Code examples to customize your timezone on rootr.net servers
By default rootr.net's servers are all set to UTC (aka GMT or
Greenwich Time), so all is synchronized around the planet.
All rootr.net's servers are synchronized automatically to standard
NIST time. If you want time as it is where you live,
How to set the Time Zone for your specific location ?
This is simply done by exporting the
TZ envronment variable.
Many software programs supporting Time Zones and international time formats,
make use of this setting. It takes care of the hours and minutes offsets,
of the winter time offset policy (which changes from a country to another),
and also of the Date shift (plus or minus one day).

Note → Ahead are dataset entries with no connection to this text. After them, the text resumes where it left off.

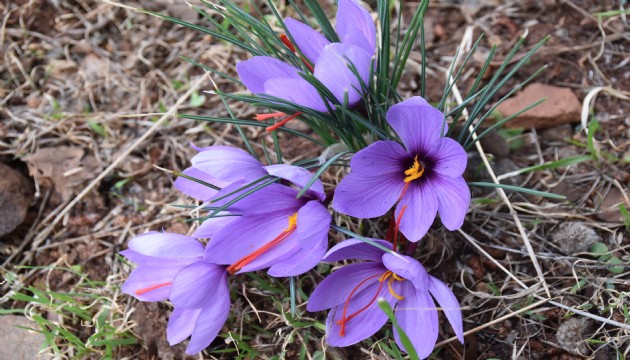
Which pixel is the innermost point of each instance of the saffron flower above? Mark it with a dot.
(424, 176)
(356, 30)
(352, 292)
(171, 267)
(233, 168)
(275, 230)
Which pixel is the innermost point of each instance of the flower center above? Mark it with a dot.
(285, 40)
(388, 276)
(238, 265)
(415, 171)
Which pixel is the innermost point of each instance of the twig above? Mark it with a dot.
(466, 41)
(44, 234)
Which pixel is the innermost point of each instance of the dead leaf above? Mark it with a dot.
(61, 167)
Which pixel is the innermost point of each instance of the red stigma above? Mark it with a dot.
(152, 287)
(238, 265)
(285, 40)
(263, 117)
(402, 212)
(344, 318)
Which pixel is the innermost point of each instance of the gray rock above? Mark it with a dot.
(15, 198)
(574, 237)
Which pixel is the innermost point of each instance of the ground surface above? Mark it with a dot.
(82, 81)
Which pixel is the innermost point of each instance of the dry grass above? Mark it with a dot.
(107, 80)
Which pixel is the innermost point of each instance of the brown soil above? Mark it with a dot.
(69, 66)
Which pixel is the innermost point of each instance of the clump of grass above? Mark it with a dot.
(84, 321)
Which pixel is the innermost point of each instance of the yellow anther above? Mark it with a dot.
(292, 222)
(415, 171)
(391, 290)
(398, 278)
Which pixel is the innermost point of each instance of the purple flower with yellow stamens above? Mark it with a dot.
(275, 230)
(352, 291)
(171, 266)
(424, 176)
(356, 30)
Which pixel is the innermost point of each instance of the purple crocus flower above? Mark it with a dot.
(268, 75)
(275, 230)
(171, 267)
(232, 168)
(352, 292)
(424, 176)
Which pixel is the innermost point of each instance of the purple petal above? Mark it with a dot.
(310, 42)
(363, 325)
(166, 245)
(302, 260)
(228, 164)
(274, 197)
(313, 223)
(421, 207)
(417, 316)
(297, 175)
(143, 260)
(195, 285)
(210, 226)
(255, 72)
(417, 124)
(332, 69)
(453, 197)
(297, 90)
(336, 287)
(195, 189)
(210, 319)
(181, 324)
(247, 234)
(449, 304)
(151, 283)
(356, 249)
(450, 158)
(355, 26)
(380, 158)
(367, 196)
(408, 268)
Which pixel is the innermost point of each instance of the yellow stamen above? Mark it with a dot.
(391, 290)
(232, 269)
(415, 171)
(392, 277)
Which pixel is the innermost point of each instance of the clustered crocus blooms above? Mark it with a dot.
(356, 30)
(171, 266)
(274, 229)
(353, 290)
(424, 177)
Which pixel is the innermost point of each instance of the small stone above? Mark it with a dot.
(574, 237)
(15, 198)
(609, 207)
(572, 334)
(19, 343)
(560, 107)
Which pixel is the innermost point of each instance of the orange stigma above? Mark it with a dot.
(402, 212)
(263, 117)
(415, 171)
(152, 287)
(276, 126)
(285, 40)
(382, 278)
(238, 265)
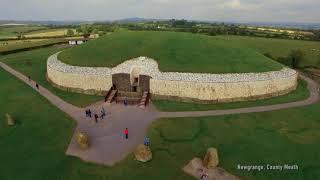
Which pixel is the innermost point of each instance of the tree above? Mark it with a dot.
(70, 32)
(296, 57)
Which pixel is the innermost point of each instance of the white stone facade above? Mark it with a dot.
(201, 86)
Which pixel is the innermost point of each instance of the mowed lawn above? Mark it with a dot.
(35, 147)
(49, 33)
(34, 63)
(182, 52)
(22, 44)
(14, 31)
(300, 93)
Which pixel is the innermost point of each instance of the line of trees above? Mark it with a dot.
(293, 59)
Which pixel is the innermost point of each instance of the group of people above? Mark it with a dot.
(103, 113)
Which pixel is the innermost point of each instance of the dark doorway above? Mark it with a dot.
(134, 89)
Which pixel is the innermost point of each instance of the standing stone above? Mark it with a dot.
(10, 121)
(211, 159)
(83, 140)
(143, 153)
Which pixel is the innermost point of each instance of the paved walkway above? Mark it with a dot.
(107, 145)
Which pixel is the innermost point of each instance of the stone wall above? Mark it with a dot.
(221, 92)
(122, 81)
(184, 86)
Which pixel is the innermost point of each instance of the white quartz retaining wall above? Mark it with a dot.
(201, 86)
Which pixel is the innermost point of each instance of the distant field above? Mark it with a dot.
(280, 47)
(14, 31)
(21, 44)
(184, 52)
(48, 33)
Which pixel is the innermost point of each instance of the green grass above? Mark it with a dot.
(280, 137)
(14, 31)
(35, 147)
(300, 93)
(33, 63)
(22, 44)
(281, 47)
(183, 52)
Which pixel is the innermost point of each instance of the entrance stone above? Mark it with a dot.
(143, 153)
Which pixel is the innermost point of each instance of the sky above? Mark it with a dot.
(306, 11)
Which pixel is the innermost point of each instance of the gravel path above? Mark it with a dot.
(107, 145)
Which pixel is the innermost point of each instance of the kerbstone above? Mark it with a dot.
(203, 86)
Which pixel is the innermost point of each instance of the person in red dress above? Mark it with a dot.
(126, 133)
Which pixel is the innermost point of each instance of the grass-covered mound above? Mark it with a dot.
(34, 63)
(35, 147)
(183, 52)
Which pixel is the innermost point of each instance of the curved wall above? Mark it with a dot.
(185, 86)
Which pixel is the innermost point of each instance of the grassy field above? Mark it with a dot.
(21, 44)
(182, 52)
(48, 33)
(280, 47)
(300, 93)
(33, 63)
(35, 147)
(14, 31)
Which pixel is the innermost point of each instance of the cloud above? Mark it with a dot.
(218, 10)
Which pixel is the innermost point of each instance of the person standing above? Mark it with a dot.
(89, 112)
(126, 133)
(146, 141)
(103, 111)
(96, 118)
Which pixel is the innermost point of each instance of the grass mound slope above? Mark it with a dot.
(180, 52)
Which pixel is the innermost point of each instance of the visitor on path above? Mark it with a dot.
(204, 176)
(146, 141)
(126, 133)
(96, 118)
(89, 113)
(103, 111)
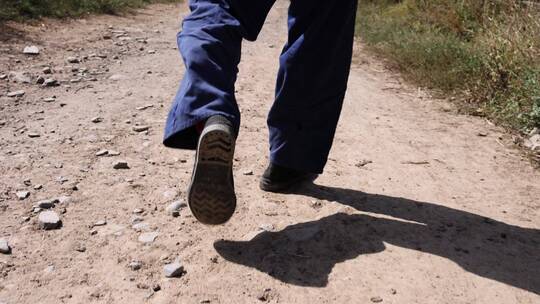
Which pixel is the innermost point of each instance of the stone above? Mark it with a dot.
(50, 82)
(72, 59)
(121, 165)
(19, 93)
(22, 194)
(100, 223)
(31, 50)
(64, 200)
(20, 77)
(148, 237)
(102, 152)
(140, 128)
(175, 207)
(47, 204)
(135, 265)
(142, 226)
(49, 220)
(173, 270)
(4, 247)
(117, 77)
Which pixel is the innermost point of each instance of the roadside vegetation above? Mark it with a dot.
(487, 52)
(31, 9)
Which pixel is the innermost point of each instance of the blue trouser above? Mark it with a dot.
(311, 82)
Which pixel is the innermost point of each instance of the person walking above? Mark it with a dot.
(311, 83)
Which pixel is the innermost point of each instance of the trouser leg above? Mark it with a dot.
(210, 44)
(311, 84)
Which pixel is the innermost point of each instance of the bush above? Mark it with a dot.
(487, 51)
(22, 9)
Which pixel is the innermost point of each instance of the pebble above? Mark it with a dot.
(22, 194)
(140, 128)
(100, 223)
(148, 237)
(135, 265)
(47, 204)
(18, 93)
(4, 247)
(173, 270)
(121, 165)
(102, 152)
(50, 82)
(73, 60)
(31, 50)
(49, 220)
(174, 208)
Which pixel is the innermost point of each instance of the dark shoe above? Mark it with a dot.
(211, 196)
(278, 179)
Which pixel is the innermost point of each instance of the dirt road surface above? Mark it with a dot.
(417, 204)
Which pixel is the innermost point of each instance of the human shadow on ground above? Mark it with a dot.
(304, 254)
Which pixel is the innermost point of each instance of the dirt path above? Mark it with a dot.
(417, 204)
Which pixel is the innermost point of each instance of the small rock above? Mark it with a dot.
(135, 265)
(31, 50)
(47, 204)
(173, 270)
(140, 128)
(117, 77)
(100, 223)
(121, 165)
(49, 220)
(102, 152)
(80, 247)
(97, 119)
(174, 208)
(20, 77)
(148, 237)
(73, 60)
(4, 247)
(50, 82)
(19, 93)
(22, 194)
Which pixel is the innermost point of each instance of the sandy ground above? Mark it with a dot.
(417, 204)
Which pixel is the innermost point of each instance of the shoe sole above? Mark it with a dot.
(211, 196)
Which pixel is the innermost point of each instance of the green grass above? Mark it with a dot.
(31, 9)
(487, 52)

The full list of all possible timezones is the content of the
directory
/usr/share/zoneinfo/
Here are some typical example how to set this
TZ for you.
replace "America/New_York" with the appropriate timezone
Bourne shell family, such as sh, bash, Korn shells, and also Zsh:
export TZ=America/New_York
C-Shell, csh and tcsh:
setenv TZ America/New_York
From a perl script:
$ENV{TZ} = "America/New_York";
%ENV is a global hash, directly tied to the environment.
From a ruby script:
ENV["TZ"] = "America/New_York";
This affects the environment directly.
From a python script:
import os
os.environ["TZ"] = "America/New_York"
In Standard C:
#include <stdlib.h>
putenv("TZ=America/New_York");
Or better and safer:
#include <err.h>
#include <stdlib.h>
if (setenv("TZ", "America/New_York", 1) < 0)
err(1, "could not set TZ env");
From a PHP script:
putenv("TZ=America/New_York");
From Inside MySQL:
There is no easy way to set TZ, even in recent versions.
Some future version may paliate this. Nethertheless, your application
can rely on rootr.net's server timezone being consistent.
Altougth it cannot be set from inside, the timezone can be retrieved
from the variables list:
SHOW VARIABLES;
Users running their own mysqld server can set TZ
with the shell, typically when starting safe_mysqld.